I have probably answered the question, as the Member well knows. I am a bit surprised at the question. I have made statements in the House on this on a number of occasions, and I have referred to meetings that I have had with Minister Lenihan in the past. I do not think that I need to elaborate on that.
Let me return to the question of NAMA. Some £350 million of the NAMA loans relating to Northern Ireland property relate to buildings or projects that are in the course of construction. NAMA has said that it may be prepared to give loans so that those projects may be finished, if it makes financial sense to do so. Has the Minister raised that matter with NAMA representatives, and does he have an assurance that they will do so equally in Northern Ireland?
I am glad that the Member raised that issue. I should perhaps have said something in reference to that in my last answer. Yes, we did; it was one of the issues that we discussed with NAMA representatives last week. They indicated to us that they have £7 billion — perhaps it is £5 billion, I cannot remember offhand — to provide as working capital for projects. The building that Google bought in the middle of Dublin is an example of where working capital was put in to allow a project to be finished. NAMA has given us assurances. We will make representations where projects are identified in Northern Ireland as being able to add value if some working capital is made available for them. We will be in constant contact with officials in NAMA to ensure that that happens. No indication has been given that there will be an allocation to each jurisdiction. It will depend where opportunities arise to add a bit of value, offload an asset and realise some money from it.
Does the Minister agree that there is irony in the Member asking that question? Perhaps if the Member had had more contact with the Minister for Social Development — his Minister, the stay-away Minister in last week’s debate on the Budget — that Minister could have advised the Finance Minister and his other colleagues of his decision to announce the housing at Girdwood, which he did without Executive approval.

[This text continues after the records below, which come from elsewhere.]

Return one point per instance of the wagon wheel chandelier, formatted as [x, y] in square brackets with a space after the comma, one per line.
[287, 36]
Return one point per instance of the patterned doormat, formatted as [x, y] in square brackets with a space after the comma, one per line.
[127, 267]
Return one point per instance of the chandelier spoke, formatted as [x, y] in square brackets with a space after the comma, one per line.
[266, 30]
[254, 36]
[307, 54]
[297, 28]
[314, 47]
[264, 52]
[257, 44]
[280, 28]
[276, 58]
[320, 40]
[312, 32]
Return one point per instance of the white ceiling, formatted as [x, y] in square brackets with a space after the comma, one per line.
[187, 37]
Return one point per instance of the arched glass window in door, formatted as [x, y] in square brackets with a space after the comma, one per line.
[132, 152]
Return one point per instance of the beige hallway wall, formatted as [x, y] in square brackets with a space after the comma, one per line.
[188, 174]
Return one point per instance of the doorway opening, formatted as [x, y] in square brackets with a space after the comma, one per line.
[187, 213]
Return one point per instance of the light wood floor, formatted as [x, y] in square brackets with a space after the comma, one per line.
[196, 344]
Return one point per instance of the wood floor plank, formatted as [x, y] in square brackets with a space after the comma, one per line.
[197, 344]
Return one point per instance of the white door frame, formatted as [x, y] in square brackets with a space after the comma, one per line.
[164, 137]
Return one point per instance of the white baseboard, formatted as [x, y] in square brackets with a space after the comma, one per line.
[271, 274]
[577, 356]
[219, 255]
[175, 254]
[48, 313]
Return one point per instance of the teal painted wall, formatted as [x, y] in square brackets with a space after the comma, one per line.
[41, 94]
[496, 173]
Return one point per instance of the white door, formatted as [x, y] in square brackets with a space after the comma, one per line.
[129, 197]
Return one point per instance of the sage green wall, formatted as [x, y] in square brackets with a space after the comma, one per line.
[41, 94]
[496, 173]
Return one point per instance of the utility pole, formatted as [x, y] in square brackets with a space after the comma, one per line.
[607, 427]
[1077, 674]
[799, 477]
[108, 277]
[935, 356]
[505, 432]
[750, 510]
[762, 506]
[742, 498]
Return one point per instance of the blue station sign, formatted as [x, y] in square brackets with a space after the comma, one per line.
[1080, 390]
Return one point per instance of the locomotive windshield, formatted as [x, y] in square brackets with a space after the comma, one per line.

I am sure that the Minister for Social Development, when making an announcement about housing in north Belfast, was well aware that it was an opportunity to present a good picture coming up to the election. I expect that we will find that many other Ministers want to do the same. I just hope that, when they make those announcements, they all have the money to deliver on them because, as Finance Minister, I am concerned about whether those things are deliverable or are simply promises floated before an election that will lead to disappointment for people after it.